FDA approves new drug for advanced lung cancer, first agent specific for patients with MET gene abnormalities
UCLA researcher, one of the lead investigators, presented data from clinical trial leading to drug approval at the American Association for Cancer Research Annual Meeting
The U.S. Food & Drug Administration has approved a new drug to treat patients with a type of advanced lung cancer that tends to have a poor prognosis. The drug, capmatinib, is the first FDA-approved therapy to target abnormalities in the MET gene, which accounts for up to 4% of non-small-cell lung carcinoma cases. This is the most common form of lung cancer. The drug can be used as a first-line therapy or in previously treated patients with locally advanced or metastatic MET exon 14 skipping mutated non-small-cell lung carcinoma. This is a group that has not typically done well with standard therapies such as chemotherapy or immunotherapy.
MET has been studied as a potential contributor to cancer for decades. However, MET exon 14 skipping mutations are a newer discovery. This is because researchers typically look for mutations in the portion of genes that directly generate a protein, but this is not the location of the mutations of relevance for capmatinib. The mutations that are effectively treated by capmatinib result in a portion of the MET protein important for its destruction being “left out.”
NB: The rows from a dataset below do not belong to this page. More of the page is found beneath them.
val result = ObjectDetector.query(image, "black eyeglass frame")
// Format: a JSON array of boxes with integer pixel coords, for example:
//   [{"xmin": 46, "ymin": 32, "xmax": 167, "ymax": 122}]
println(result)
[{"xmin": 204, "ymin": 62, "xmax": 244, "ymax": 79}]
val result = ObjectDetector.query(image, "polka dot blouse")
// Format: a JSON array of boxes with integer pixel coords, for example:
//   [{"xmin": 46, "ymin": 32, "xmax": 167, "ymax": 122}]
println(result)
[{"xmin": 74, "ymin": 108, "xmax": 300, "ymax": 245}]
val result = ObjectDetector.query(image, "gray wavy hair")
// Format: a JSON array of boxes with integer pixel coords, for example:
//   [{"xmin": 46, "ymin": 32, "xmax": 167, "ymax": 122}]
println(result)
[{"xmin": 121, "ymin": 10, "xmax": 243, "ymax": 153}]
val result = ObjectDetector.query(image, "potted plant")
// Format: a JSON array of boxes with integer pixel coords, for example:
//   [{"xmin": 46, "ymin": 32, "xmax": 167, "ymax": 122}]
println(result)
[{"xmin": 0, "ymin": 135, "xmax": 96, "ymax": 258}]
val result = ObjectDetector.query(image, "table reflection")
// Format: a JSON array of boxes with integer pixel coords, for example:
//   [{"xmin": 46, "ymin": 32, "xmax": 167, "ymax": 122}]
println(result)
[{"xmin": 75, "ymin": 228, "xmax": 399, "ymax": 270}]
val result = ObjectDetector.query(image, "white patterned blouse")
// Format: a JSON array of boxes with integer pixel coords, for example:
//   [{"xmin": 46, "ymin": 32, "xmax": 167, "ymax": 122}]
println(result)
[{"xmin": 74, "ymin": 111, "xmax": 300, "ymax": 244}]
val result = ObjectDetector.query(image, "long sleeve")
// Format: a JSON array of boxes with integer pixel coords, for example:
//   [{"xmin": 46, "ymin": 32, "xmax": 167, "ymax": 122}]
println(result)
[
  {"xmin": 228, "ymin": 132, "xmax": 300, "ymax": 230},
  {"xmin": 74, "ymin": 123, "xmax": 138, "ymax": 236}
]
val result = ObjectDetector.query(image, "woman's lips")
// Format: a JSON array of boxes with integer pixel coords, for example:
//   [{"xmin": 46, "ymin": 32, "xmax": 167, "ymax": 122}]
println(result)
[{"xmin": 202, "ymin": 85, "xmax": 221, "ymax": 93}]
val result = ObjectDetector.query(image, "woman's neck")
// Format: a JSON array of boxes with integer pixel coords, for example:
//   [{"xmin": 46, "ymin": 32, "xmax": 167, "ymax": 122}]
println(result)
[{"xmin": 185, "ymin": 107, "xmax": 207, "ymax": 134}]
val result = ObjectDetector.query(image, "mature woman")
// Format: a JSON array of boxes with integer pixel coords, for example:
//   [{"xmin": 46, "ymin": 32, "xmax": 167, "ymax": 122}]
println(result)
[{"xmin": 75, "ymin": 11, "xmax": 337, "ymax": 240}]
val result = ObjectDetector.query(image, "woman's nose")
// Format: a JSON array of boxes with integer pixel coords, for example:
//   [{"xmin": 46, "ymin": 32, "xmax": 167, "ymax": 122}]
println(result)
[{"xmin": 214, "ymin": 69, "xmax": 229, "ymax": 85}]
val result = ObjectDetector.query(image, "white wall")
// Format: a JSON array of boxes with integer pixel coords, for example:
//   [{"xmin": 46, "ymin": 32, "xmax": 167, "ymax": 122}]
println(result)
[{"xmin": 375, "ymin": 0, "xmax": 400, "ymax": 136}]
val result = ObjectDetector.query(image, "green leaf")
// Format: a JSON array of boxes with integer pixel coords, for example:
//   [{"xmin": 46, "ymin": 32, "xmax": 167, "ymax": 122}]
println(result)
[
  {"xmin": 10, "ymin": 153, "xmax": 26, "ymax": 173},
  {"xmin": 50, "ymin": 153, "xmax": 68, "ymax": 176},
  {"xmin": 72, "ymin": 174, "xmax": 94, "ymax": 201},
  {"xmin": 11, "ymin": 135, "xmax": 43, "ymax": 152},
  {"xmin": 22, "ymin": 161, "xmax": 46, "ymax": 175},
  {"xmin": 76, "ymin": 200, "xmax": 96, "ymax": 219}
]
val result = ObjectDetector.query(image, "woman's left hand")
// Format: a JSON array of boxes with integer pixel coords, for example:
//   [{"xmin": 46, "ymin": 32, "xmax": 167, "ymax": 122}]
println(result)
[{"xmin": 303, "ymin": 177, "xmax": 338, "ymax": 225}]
“Patients with MET exon 14 skipping mutations now have access to a drug targeting the specific abnormality that drives their tumor, and one that would be expected to improve their clinical outcomes as compared to standard therapy,” said one of the lead investigators, Edward Garon, MD, director of the Signal Transduction and Therapeutics Program at the UCLA Jonsson Comprehensive Cancer Center. “Although 4% of a disease may seem like a small population, as there are approximately 200,000 cases of lung cancer annually in the United States, this is a substantial number of patients. We have now shown that an agent targeting MET leads to better results than would be expected with standard treatments.”
Dr. Garon presented the data from the clinical trial that led to the FDA approval at the American Association for Cancer Research Annual Meeting on April 27. The meeting utilized a virtual format this year to facilitate presentation of important scientific data in an appropriate setting in light of the COVID-19 pandemic.
The team found that patients demonstrated substantial tumor shrinkage in over 2/3 of the first-line therapy patients and over 40% of the patients who were previously treated with other therapies.
“After many years of research related to the MET gene in the lung cancer community, it is gratifying to see that this research can now lead to better outcomes among patients with cancer,” said Garon, who is an associate professor of medicine at the David Geffen School of Medicine at UCLA.
Developed by Novartis, capmatinib was also found to substantially shrink tumors that spread to the brain in seven of the 13 evaluable patients who had brain metastases. Four of those patients saw their brain lesions completely disappear. This result is of particular interest, as brain metastases frequently pose a difficult issue for lung cancer patients.